In 2007, the company completed construction of The Ludlow, at 188 Ludlow Street between Houston and Stanton Streets on the Lower East Side. It contains 243 residential apartments spanning 23 stories.

In 2015, the company sold a parcel at 518 West 18th Street to HFZ Capital Group for $870 million. It had acquired the parcel in the 1980s.

In October 2015, the company acquired 620 12th Avenue in Hell's Kitchen, Manhattan for $55 million. It was leased to Verizon in 2022.

In September 2017, founder Jerry Gottesman died. At that time, the company had 600 employees.

In 2018, the company completed the conversion of Ironside Newark, a circa-1907 warehouse in downtown Newark, New Jersey, into more than 456,000 square feet of retail, commercial, and office space. It is part of Mulberry Commons.

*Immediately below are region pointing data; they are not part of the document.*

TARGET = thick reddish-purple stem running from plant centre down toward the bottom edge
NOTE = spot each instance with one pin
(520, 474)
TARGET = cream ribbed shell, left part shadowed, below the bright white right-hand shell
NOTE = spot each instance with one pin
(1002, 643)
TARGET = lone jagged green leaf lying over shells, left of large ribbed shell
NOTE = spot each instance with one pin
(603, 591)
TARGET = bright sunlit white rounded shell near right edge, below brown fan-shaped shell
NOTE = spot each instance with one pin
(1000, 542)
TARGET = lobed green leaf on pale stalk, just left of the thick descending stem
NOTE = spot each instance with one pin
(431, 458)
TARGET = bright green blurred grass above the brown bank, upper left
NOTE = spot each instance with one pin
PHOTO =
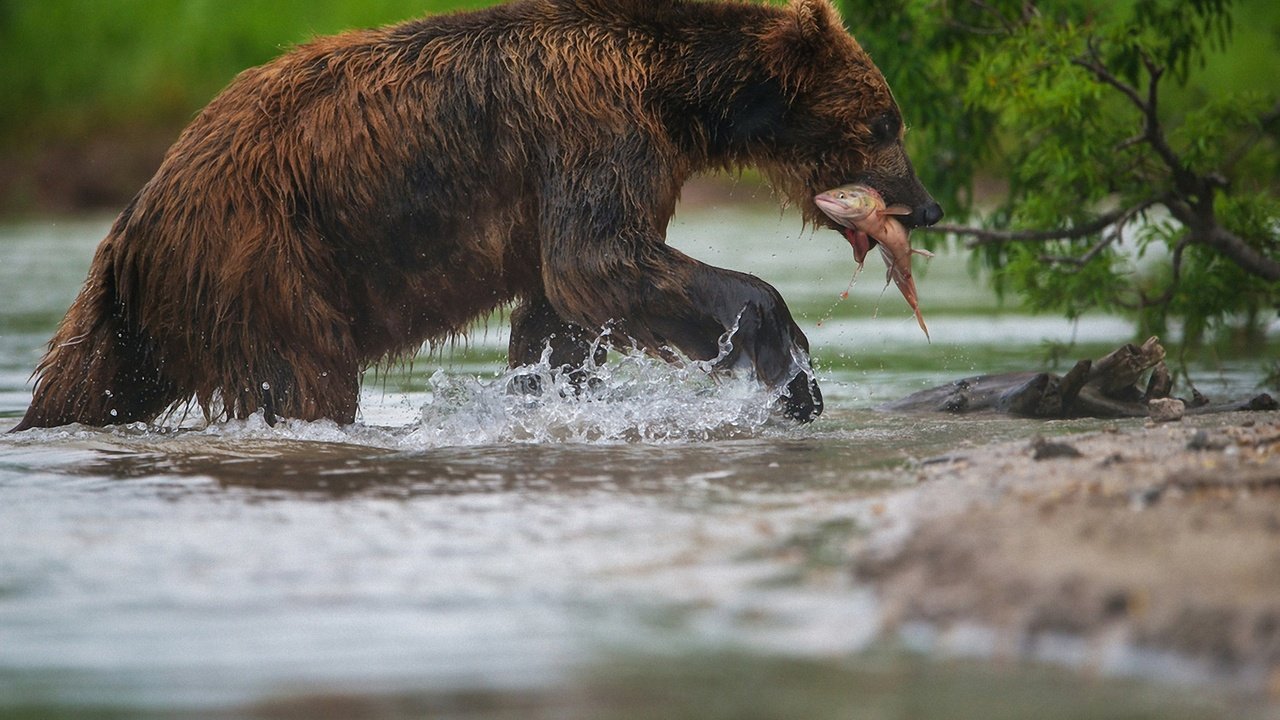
(71, 67)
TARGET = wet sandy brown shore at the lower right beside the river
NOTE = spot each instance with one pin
(1163, 541)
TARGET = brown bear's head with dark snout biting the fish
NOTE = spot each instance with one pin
(842, 124)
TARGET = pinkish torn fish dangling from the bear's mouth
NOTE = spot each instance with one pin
(868, 222)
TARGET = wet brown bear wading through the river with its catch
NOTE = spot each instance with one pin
(367, 193)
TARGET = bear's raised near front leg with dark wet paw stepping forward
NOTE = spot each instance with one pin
(605, 259)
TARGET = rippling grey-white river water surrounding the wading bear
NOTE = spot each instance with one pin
(666, 548)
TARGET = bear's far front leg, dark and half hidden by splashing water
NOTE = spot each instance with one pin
(534, 327)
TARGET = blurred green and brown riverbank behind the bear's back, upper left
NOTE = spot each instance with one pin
(94, 92)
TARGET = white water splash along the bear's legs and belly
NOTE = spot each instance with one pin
(632, 398)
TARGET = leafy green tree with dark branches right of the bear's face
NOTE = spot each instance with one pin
(1141, 179)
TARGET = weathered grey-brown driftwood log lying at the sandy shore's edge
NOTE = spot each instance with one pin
(1109, 388)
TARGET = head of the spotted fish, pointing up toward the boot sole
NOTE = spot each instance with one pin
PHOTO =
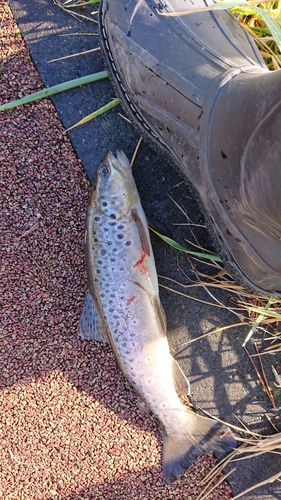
(114, 192)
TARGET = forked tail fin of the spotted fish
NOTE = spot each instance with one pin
(204, 434)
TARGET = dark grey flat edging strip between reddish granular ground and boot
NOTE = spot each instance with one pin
(223, 381)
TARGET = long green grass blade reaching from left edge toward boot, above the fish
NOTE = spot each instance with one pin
(56, 89)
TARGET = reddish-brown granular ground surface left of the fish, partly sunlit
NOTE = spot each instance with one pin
(69, 424)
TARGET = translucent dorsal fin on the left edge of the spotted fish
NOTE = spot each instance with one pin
(91, 324)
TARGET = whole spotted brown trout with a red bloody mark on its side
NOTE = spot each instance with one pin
(122, 307)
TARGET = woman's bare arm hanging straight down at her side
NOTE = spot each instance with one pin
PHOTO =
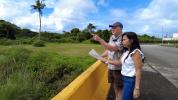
(138, 66)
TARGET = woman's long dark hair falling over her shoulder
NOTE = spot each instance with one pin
(135, 44)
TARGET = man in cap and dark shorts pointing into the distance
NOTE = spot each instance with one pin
(113, 51)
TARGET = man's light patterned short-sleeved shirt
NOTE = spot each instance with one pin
(113, 55)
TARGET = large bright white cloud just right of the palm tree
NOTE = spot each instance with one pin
(67, 13)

In 2021, it sold Manhattan Mini Storage and WorkSpace Offices to StorageMart for $3 billion. At that time, it had 3.1 million square feet of storage space in 18 properties.

In the summer of 2025, the company partnered with Minskoff to redevelop a parking lot at 375 Lafayette St.

In December 2025, LAZ Parking was awarded a contract to manage the Edison ParkFast facilities.

In January 2026, the company sold a parking lot in Downtown Brooklyn for redevelopment into a 164,000-square-foot housing development.

In February 2026, Tishman Speyer was awarded a contract to manage Hippodrome NYC.